16 September 2016 by lberuti
A statement from DB ( Deutsche Bank AG ) last night revealed that the Department of Justice has them asked for a mind-boggling $14Bln to settle an investigation into their mortgage-backed security business. The DoJ’s opening salvo, which dwarfs the $9Bln fine imposed a few years ago on BNP, could all but sink DB. The bank has legal provisions on €5.5Bln, but only €4Bln are earmarked to cover regulatory enforcement, and they also include claims that trades by Russians broke sanctions. DB said they expect to settle for a much lower amount, but, if the DoJ decides to take a hard stance with an institution believed by many regulators to be among the worst offenders, its market capitalisation is now less than €17Bln and it means there is a limit to issuing material amounts of capital.
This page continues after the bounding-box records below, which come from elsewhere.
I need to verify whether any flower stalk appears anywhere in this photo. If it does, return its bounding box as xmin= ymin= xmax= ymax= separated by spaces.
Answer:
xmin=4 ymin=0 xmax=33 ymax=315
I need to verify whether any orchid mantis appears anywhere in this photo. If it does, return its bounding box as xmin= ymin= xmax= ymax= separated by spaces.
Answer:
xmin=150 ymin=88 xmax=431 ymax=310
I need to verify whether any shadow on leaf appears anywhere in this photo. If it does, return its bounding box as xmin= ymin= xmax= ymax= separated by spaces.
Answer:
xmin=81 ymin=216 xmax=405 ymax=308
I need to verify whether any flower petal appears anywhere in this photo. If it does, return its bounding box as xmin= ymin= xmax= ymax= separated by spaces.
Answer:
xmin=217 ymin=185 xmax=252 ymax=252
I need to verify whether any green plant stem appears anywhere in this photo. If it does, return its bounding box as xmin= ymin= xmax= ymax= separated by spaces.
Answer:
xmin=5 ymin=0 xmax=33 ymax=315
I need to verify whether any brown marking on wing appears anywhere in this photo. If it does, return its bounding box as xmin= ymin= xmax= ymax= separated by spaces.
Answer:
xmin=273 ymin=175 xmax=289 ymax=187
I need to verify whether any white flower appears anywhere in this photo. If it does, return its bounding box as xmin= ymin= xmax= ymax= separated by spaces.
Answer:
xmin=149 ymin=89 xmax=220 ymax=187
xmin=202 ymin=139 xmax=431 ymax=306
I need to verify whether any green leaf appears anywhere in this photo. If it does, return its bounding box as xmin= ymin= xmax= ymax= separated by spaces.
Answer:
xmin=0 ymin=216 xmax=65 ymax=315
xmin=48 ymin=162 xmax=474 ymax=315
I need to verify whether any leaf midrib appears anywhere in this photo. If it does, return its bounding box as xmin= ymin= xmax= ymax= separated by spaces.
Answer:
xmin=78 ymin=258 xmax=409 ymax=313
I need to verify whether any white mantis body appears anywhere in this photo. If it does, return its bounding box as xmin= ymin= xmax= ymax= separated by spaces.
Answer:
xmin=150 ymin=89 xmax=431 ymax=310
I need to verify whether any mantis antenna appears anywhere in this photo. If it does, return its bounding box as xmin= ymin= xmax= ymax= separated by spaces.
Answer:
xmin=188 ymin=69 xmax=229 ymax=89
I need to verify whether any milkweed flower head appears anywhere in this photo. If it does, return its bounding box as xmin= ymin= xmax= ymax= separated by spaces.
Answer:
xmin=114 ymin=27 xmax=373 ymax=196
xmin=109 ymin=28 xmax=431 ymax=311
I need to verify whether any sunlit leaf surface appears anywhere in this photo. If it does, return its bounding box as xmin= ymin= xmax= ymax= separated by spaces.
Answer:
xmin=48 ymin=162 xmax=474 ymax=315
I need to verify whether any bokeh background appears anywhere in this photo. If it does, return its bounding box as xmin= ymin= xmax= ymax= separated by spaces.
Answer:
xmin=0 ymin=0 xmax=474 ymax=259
Investors therefore pushed DB’s senior debt 5-year risk premium 15bps wider to 205bps and its subordinated debt 5-year risk premium 32bps wider to 425bps. Press articles pointing to the case being part of potential retaliation by the US over the EU’s tax demand on Apple did not help either, and there was spill over to banks that are yet to settle similar cases with the DoJ. CS (Credit Suisse Group AG) and RBS (Royal Bank of Scotland Plc) were among today’s worst performers.
Meanwhile, the broader credit market struggled again for direction, even if the pressure on financials definitely gave it a negative tone. All credit indices nudged a tad wider, despite the roll taking place next Tuesday.